Où peut-on observer des arcs-en-ciel : explication scientifique et guide d’observation

L’apparition d’un arc-en-ciel transforme instantanément un ciel d’orage en un tableau magistral. Ce phénomène, que les scientifiques nomment photométéore, fascine l’humanité depuis des millénaires, passant du statut de mythe divin à celui d’objet d’étude complexe pour la physique optique. Que vous soyez un photographe en quête du cliché parfait ou un passionné de météorologie, comprendre la mécanique de la lumière et les conditions atmosphériques précises est essentiel pour anticiper ces manifestations éphémères. De la décomposition de la lumière blanche par Isaac Newton aux rares arcs-en-ciel lunaires, plongez dans les coulisses de l’optique atmosphérique.

La physique de l’arc-en-ciel : une question de réfraction et de réflexion

Un arc-en-ciel n’est pas un objet physique situé à un endroit fixe, mais une illusion d’optique dont la position dépend entièrement de celle de l’observateur. Pour qu’il se manifeste, deux ingrédients sont indispensables : une source lumineuse ponctuelle (le Soleil ou la Lune) et un rideau de gouttes de pluie. Selon les travaux fondamentaux de René Descartes, le processus se décompose en trois étapes critiques à l’intérieur de chaque gouttelette d’eau.

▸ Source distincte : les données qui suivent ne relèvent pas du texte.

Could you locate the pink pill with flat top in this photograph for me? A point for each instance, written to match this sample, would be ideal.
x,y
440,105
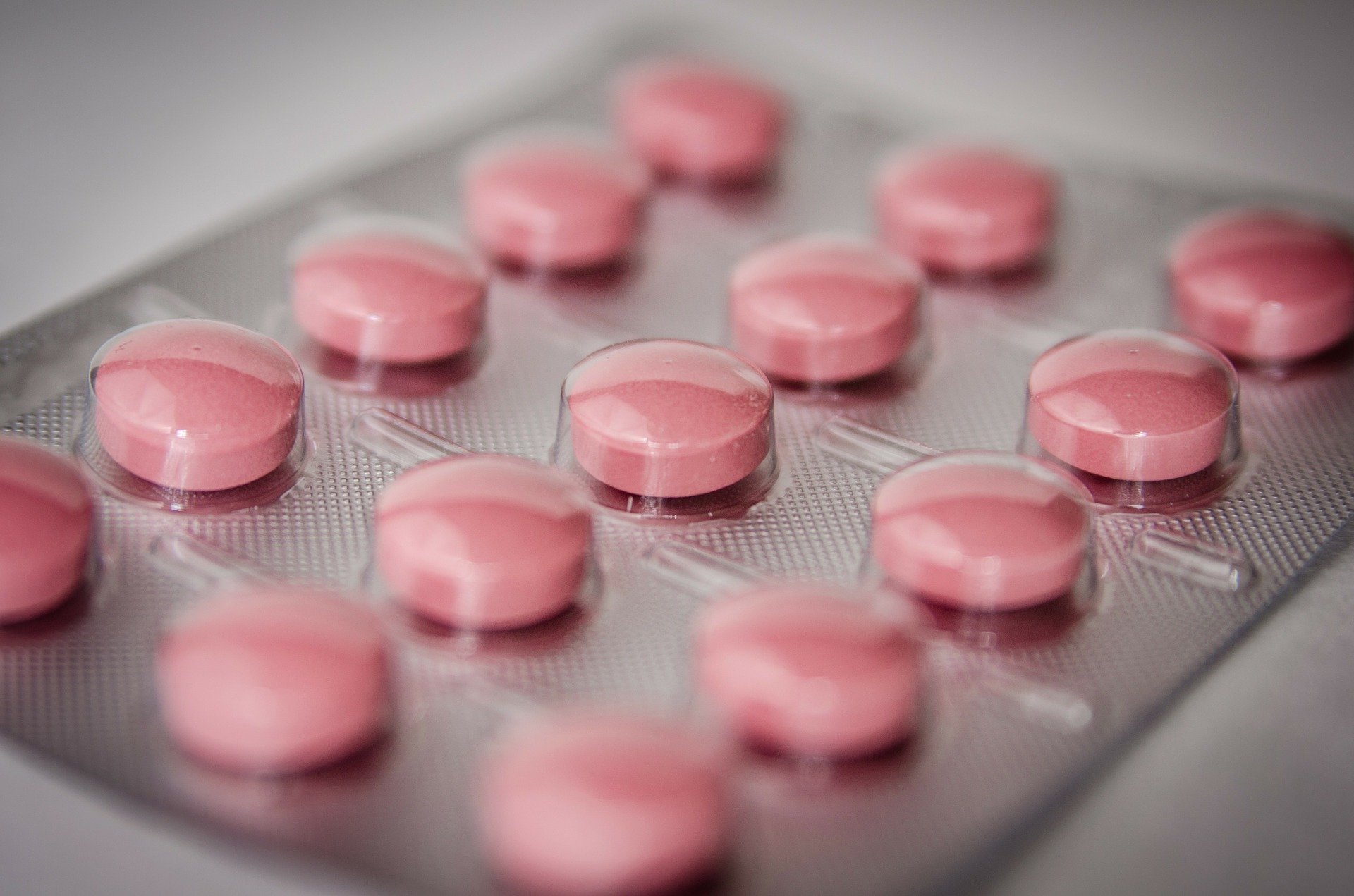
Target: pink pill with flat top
x,y
583,804
485,541
982,531
197,405
1138,405
824,309
389,298
700,121
274,680
1267,286
554,203
668,419
47,515
807,670
965,209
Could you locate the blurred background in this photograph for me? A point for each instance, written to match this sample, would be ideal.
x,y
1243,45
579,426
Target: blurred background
x,y
129,126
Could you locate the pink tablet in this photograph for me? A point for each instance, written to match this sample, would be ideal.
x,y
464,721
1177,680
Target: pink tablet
x,y
602,804
484,541
554,203
700,121
982,531
1267,286
809,670
668,419
197,405
824,309
965,209
1138,405
274,680
45,520
389,298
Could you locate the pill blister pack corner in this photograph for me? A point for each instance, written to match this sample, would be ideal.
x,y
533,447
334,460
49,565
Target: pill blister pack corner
x,y
1017,711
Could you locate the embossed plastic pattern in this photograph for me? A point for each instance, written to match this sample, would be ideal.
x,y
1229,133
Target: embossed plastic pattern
x,y
79,688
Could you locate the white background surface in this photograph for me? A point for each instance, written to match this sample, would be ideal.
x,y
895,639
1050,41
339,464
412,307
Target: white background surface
x,y
126,128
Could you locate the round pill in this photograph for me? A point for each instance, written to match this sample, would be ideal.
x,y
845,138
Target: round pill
x,y
806,670
45,520
485,541
668,419
1265,286
1138,405
699,121
982,531
274,680
602,804
197,405
822,309
554,203
389,298
965,209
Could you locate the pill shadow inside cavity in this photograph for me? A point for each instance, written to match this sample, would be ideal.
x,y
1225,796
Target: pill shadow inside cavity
x,y
597,283
298,809
397,381
1331,363
544,638
1012,283
1030,627
799,785
877,388
54,623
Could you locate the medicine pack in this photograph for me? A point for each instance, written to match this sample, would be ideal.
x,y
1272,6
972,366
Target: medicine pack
x,y
1173,554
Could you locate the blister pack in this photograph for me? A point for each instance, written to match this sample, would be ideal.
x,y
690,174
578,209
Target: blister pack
x,y
870,581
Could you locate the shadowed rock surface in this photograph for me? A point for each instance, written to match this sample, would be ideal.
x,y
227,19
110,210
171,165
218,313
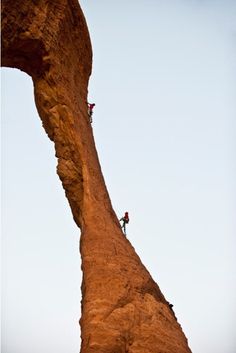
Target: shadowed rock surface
x,y
123,309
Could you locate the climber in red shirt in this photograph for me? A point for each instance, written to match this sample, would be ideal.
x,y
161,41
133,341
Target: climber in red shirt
x,y
90,111
125,221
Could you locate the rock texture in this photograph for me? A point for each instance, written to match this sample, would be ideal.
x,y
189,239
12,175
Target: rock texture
x,y
123,309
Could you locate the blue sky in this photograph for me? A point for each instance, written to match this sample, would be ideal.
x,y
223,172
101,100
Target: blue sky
x,y
164,124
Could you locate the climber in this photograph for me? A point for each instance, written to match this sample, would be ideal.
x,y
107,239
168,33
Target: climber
x,y
90,111
125,221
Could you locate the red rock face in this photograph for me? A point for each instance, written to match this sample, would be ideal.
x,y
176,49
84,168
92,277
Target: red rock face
x,y
123,309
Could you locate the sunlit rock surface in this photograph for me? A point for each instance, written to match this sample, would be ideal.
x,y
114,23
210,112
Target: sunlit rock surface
x,y
123,309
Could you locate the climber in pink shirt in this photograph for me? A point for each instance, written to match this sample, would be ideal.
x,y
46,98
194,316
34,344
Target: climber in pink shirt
x,y
125,220
90,111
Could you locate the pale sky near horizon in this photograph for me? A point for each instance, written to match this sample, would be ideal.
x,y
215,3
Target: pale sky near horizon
x,y
163,82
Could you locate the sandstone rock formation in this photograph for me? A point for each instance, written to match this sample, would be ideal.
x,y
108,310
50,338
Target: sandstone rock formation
x,y
123,309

  • La réfraction : lorsque le rayon lumineux pénètre dans la goutte, il change de milieu (de l’air vers l’eau), ce qui dévie sa trajectoire.
  • La réflexion interne : le rayon frappe la paroi opposée de la goutte et rebondit vers l’intérieur.
  • La dispersion : en ressortant de la goutte, la lumière subit une seconde réfraction. C’est ici que la magie opère : chaque couleur composant la lumière blanche est déviée selon un angle légèrement différent en fonction de sa longueur d’onde.
De la réfraction dans la goutte d'eau aux rares arcs-en-ciel lunaires, explorez les mystères des photométéores avec nos experts en météorologie.

Le prisme de Newton et la décomposition spectrale

C’est à Isaac Newton que nous devons la compréhension de la nature composite de la lumière. En utilisant un prisme de verre, il a démontré que la lumière blanche est en réalité un mélange de radiations colorées. Dans l’atmosphère, chaque goutte de pluie agit comme un minuscule prisme. Le spectre visible se déploie alors de façon ordonnée. Dans un arc primaire, le rouge, dont la longueur d’onde est la plus longue, subit la déviation la moins importante et se situe à l’extérieur de l’arc. À l’inverse, le violet, plus fortement dévié, se trouve à l’intérieur.

L’angle sous lequel nous percevons ces couleurs est d’une précision mathématique. L’arc-en-ciel primaire se forme toujours à un angle d’environ 42° par rapport à la ligne reliant le Soleil et l’œil de l’observateur. Si le Soleil est situé à plus de 42° au-dessus de l’horizon, l’arc-en-ciel passe sous la ligne d’horizon et devient invisible pour un observateur au sol. C’est pourquoi les plus beaux arcs-en-ciel, les plus hauts et les plus complets, sont visibles tôt le matin ou en fin d’après-midi.

L’arc secondaire et l’inversion des couleurs

Il arrive parfois qu’un second arc, plus pâle et plus large, apparaisse au-dessus du premier. Ce phénomène, appelé arc secondaire, résulte d’une double réflexion de la lumière à l’intérieur des gouttes d’eau. À chaque réflexion, une partie de l’énergie lumineuse est perdue, ce qui explique pourquoi cet arc est moins brillant. Une caractéristique fascinante de l’arc secondaire est l’inversion totale de son spectre : le rouge se retrouve à l’intérieur et le violet à l’extérieur.

Entre ces deux arcs se trouve une zone nettement plus sombre appelée la bande sombre d’Alexandre. Ce contraste visuel est dû au fait que les gouttes situées dans cet intervalle angulaire ne renvoient aucune lumière vers l’œil de l’observateur. L’étude de ces structures complexes permet aux chercheurs du CNRS de mieux comprendre la granulométrie des nuages, car la largeur et l’intensité des couleurs dépendent directement de la taille des gouttes de pluie.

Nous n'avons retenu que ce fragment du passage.